While all the panelists were passionate about the subject, we note that Annie Jiang had flown in from Beijing to take part. We also wish we could add that the "promise" a company (explicitly or implicitly) makes to the prospect about the experience they will deliver will be crucial to a candidate's choice. Unfortunately, no one is ready for that....

Bellwether of the Year: Immigration

A month ago on Monday, April, 2, the US Citizenship and Immigration Services began accepting requests for 2008 H-1B visas. On Tuesday, April 3, the cap was reached for skilled-worker visa petitions...no more will be accepted. The immigration/guest worker system is clearly broken in the US and we see almost no debate or energy in this country to demand that needed, qualified and talented workers be accepted to our shores. We will sorely regret these missed opportunities in the next decade. Our companies will adapt by shifting growth globally (duh).

The day that the center of recruiting activity shifts offshore is fast approaching. Strategic leadership for global staffing is also likely to shift elsewhere.
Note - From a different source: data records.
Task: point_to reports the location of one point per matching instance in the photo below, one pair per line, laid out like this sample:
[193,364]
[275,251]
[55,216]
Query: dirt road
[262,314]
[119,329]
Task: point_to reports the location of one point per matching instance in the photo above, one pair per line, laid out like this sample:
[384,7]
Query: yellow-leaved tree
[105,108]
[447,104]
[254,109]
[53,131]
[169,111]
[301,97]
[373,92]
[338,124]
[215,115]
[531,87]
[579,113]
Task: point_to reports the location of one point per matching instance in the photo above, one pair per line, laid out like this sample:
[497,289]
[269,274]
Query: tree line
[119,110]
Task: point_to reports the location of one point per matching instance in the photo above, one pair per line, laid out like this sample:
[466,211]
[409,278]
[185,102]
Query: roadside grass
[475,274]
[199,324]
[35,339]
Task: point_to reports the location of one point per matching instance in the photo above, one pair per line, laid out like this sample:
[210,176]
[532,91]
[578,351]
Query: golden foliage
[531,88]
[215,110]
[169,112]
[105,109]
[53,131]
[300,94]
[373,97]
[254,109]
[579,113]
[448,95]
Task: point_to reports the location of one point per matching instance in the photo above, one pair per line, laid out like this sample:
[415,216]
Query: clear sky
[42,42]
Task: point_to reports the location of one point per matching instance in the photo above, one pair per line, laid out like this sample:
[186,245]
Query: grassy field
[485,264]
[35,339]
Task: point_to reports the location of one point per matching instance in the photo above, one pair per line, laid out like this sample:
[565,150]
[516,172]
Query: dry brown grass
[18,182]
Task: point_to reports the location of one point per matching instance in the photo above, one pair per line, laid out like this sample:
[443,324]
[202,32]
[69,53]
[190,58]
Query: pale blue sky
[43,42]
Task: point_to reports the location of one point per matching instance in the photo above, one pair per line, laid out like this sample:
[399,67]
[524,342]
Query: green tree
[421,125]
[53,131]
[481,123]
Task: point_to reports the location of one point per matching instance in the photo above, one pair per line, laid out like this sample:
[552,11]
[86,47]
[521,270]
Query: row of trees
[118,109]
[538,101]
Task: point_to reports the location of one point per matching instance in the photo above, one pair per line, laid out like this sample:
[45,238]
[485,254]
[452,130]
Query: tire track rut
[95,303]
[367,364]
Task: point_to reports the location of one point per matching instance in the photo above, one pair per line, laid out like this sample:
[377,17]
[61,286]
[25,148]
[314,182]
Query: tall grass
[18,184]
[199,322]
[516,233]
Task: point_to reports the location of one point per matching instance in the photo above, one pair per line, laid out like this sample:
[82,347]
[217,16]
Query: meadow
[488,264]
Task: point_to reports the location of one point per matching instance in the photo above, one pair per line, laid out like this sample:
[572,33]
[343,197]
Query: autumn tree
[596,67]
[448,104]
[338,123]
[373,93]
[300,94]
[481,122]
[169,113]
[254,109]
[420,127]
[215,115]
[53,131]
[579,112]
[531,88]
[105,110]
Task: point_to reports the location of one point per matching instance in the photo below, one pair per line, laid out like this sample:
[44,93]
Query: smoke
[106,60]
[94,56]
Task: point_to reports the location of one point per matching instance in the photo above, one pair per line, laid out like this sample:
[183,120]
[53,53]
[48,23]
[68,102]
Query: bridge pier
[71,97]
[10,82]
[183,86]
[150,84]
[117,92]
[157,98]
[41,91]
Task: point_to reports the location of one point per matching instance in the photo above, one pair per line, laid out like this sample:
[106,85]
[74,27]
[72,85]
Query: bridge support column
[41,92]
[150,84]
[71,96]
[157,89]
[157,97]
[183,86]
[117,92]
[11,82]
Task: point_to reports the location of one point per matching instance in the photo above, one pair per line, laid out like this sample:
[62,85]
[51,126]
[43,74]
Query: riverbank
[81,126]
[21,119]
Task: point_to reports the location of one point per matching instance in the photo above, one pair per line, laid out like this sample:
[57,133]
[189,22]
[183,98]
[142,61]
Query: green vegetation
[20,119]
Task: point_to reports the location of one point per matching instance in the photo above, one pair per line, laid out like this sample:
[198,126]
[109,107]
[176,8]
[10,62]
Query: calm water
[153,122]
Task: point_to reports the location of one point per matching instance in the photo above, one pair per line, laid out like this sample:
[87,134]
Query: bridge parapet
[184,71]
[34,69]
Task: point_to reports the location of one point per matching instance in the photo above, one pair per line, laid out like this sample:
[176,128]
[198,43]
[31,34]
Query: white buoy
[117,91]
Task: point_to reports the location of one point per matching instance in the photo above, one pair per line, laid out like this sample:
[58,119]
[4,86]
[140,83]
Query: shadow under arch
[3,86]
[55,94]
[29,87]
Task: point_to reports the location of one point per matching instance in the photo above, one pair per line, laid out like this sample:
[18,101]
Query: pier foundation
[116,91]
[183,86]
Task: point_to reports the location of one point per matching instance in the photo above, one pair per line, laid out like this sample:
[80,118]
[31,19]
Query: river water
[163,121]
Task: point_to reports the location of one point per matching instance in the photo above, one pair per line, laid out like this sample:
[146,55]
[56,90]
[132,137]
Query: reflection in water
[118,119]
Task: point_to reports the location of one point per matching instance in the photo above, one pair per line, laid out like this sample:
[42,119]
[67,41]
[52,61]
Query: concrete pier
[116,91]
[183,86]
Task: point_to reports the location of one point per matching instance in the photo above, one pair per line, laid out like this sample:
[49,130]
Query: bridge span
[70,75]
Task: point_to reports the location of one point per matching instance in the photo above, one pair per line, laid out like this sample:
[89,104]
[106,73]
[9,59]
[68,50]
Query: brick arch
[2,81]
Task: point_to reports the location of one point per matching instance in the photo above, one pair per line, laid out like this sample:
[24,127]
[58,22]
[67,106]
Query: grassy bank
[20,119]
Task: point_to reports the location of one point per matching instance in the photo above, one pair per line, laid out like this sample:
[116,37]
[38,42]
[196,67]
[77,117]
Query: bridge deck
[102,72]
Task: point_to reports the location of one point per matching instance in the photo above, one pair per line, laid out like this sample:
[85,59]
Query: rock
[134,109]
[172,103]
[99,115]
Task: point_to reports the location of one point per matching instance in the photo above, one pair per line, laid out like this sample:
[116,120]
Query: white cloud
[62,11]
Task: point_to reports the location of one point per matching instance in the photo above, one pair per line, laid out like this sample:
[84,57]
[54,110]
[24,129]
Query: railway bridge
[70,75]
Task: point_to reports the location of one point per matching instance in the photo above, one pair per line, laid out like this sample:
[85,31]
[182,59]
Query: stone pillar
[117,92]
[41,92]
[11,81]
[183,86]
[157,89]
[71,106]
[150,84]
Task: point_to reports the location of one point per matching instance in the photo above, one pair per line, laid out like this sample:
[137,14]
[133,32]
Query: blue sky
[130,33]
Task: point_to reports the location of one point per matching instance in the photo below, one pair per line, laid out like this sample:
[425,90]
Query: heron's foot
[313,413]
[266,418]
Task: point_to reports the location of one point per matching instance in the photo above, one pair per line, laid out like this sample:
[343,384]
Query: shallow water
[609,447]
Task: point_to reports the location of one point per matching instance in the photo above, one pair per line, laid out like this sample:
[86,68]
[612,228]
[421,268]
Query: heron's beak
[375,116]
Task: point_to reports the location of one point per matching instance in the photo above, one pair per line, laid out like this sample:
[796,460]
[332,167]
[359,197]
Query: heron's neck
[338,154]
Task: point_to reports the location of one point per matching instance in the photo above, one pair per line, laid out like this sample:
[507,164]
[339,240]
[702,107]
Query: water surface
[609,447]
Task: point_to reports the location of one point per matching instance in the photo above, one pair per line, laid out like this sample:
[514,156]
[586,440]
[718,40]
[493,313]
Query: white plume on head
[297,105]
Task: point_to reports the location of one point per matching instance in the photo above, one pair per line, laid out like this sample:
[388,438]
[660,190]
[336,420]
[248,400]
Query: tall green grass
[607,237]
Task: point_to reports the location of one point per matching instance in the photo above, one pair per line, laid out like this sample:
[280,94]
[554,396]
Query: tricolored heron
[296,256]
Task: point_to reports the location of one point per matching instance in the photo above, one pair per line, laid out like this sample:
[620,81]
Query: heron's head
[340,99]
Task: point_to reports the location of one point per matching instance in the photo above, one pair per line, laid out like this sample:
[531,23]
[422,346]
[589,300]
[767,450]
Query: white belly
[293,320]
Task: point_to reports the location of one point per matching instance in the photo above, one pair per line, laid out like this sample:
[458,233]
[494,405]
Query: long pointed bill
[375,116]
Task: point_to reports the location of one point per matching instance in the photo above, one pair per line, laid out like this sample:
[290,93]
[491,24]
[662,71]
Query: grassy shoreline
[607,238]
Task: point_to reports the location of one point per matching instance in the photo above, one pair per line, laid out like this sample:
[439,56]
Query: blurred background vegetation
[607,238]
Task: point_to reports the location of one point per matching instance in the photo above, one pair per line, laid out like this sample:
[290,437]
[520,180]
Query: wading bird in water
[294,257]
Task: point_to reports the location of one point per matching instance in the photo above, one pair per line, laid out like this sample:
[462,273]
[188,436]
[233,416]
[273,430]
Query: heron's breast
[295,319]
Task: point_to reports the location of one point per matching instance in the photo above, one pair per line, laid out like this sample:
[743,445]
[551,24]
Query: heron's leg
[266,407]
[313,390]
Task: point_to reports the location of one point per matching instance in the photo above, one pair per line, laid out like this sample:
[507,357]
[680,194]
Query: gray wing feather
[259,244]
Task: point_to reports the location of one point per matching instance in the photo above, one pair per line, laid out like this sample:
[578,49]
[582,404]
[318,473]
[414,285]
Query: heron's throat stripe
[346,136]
Google is Putting Feet on the Street www.classifiedintelligence.com

Google quietly launched a classifieds deal with PennySaver's small local shoppers printed in 400 communities around the country last month. "Now PennySaverUSA.com, a division of Harte Hanks Inc. (NYSE: HHS), has disclosed a wide-ranging deal with Google that could potentially launch thousands of sales reps from up to 5,000 "shopper" publications in the U.S., as local sales agents for Google AdWords and other products," according to Classified Intelligence. A feed of the 1.3 million classified listings in the PennySaverUSA database to Google Base is already happening. All of the ads are then searchable by Google users; traffic is directed to the site of the newspaper where the ad was originally posted.

We believe that the word classifieds goes well beyond used clothing, appliances and bric-a-brac. Companies with thousands of retail stores throughout the USA might have a new source of hire channel before too long.